These labels were automatically added by AI and may be inaccurate. For details, see About Literature Database.
Abstract
Prompt-tuning has emerged as an attractive paradigm for deploying large-scale
language models due to its strong downstream task performance and efficient
multitask serving ability. Despite its wide adoption, we empirically show that
prompt-tuning is vulnerable to downstream task-agnostic backdoors, which reside
in the pretrained models and can affect arbitrary downstream tasks. The
state-of-the-art backdoor detection approaches cannot defend against
task-agnostic backdoors since they hardly converge in reversing the backdoor
triggers.

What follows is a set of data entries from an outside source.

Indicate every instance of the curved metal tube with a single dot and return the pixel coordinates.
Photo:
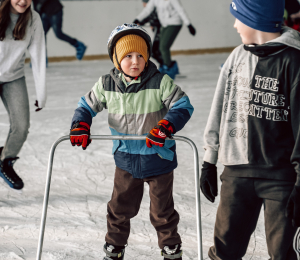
(121, 137)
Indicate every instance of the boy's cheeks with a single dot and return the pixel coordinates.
(133, 64)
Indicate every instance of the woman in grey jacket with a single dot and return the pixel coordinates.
(20, 30)
(171, 15)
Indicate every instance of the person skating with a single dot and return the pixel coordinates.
(51, 12)
(20, 30)
(137, 97)
(253, 129)
(171, 16)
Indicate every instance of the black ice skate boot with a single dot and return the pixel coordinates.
(172, 252)
(8, 173)
(113, 252)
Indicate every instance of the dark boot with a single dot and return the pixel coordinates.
(8, 173)
(172, 252)
(80, 50)
(113, 252)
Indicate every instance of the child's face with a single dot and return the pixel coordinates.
(247, 33)
(133, 64)
(19, 6)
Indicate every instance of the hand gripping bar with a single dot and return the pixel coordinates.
(121, 137)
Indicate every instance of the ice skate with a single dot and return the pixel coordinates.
(80, 50)
(171, 71)
(113, 252)
(172, 252)
(8, 174)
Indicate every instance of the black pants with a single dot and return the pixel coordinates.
(125, 204)
(55, 21)
(240, 204)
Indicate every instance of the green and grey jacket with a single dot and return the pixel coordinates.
(135, 109)
(254, 122)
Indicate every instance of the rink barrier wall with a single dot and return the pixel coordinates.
(121, 137)
(106, 57)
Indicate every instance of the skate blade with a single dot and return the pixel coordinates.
(5, 185)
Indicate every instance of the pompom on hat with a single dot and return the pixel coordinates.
(129, 43)
(262, 15)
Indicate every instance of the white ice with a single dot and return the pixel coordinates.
(82, 181)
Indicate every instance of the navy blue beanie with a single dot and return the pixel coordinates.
(262, 15)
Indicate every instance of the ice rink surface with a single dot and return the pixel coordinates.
(82, 181)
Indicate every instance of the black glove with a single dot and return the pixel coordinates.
(209, 181)
(37, 105)
(136, 21)
(192, 29)
(293, 207)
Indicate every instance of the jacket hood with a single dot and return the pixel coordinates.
(289, 38)
(148, 73)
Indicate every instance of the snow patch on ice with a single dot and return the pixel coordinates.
(10, 256)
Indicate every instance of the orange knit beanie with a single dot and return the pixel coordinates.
(127, 44)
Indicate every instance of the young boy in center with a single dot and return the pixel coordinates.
(137, 97)
(254, 130)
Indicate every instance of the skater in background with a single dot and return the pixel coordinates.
(51, 12)
(254, 130)
(137, 97)
(155, 26)
(21, 29)
(171, 16)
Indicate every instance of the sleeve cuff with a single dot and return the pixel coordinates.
(211, 156)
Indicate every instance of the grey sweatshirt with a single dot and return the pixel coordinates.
(12, 55)
(254, 122)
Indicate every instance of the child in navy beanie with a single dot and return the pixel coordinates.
(253, 129)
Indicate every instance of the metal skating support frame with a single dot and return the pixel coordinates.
(114, 137)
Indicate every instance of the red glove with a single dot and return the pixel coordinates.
(37, 105)
(80, 134)
(159, 133)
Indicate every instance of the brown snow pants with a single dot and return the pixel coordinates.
(240, 204)
(125, 204)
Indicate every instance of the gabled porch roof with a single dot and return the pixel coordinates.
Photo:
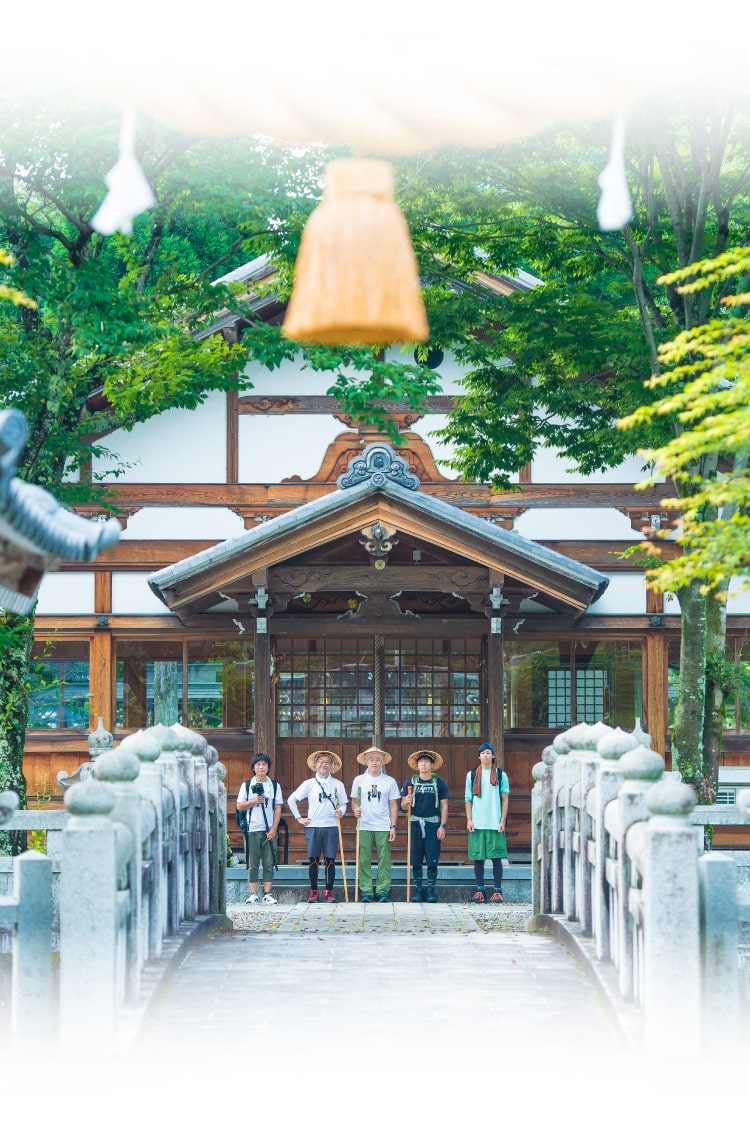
(377, 488)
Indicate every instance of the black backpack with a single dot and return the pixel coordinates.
(241, 817)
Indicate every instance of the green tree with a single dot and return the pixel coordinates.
(705, 385)
(582, 347)
(110, 337)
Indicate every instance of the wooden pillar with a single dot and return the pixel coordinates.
(495, 696)
(262, 702)
(655, 694)
(378, 697)
(102, 679)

To address this issue, we propose LMSanitator, a novel approach for
detecting and removing task-agnostic backdoors on Transformer models. Instead
of directly inverting the triggers, LMSanitator aims to invert the predefined
attack vectors (pretrained models' output when the input is embedded with
triggers) of the task-agnostic backdoors, which achieves much better
convergence performance and backdoor detection accuracy. LMSanitator further
leverages prompt-tuning's property of freezing the pretrained model to perform
accurate and fast output monitoring and input purging during the inference
phase. Extensive experiments on multiple language models and NLP tasks
illustrate the effectiveness of LMSanitator. For instance, LMSanitator achieves
92.8% backdoor detection accuracy on 960 models and decreases the attack
success rate to less than 1% in most scenarios.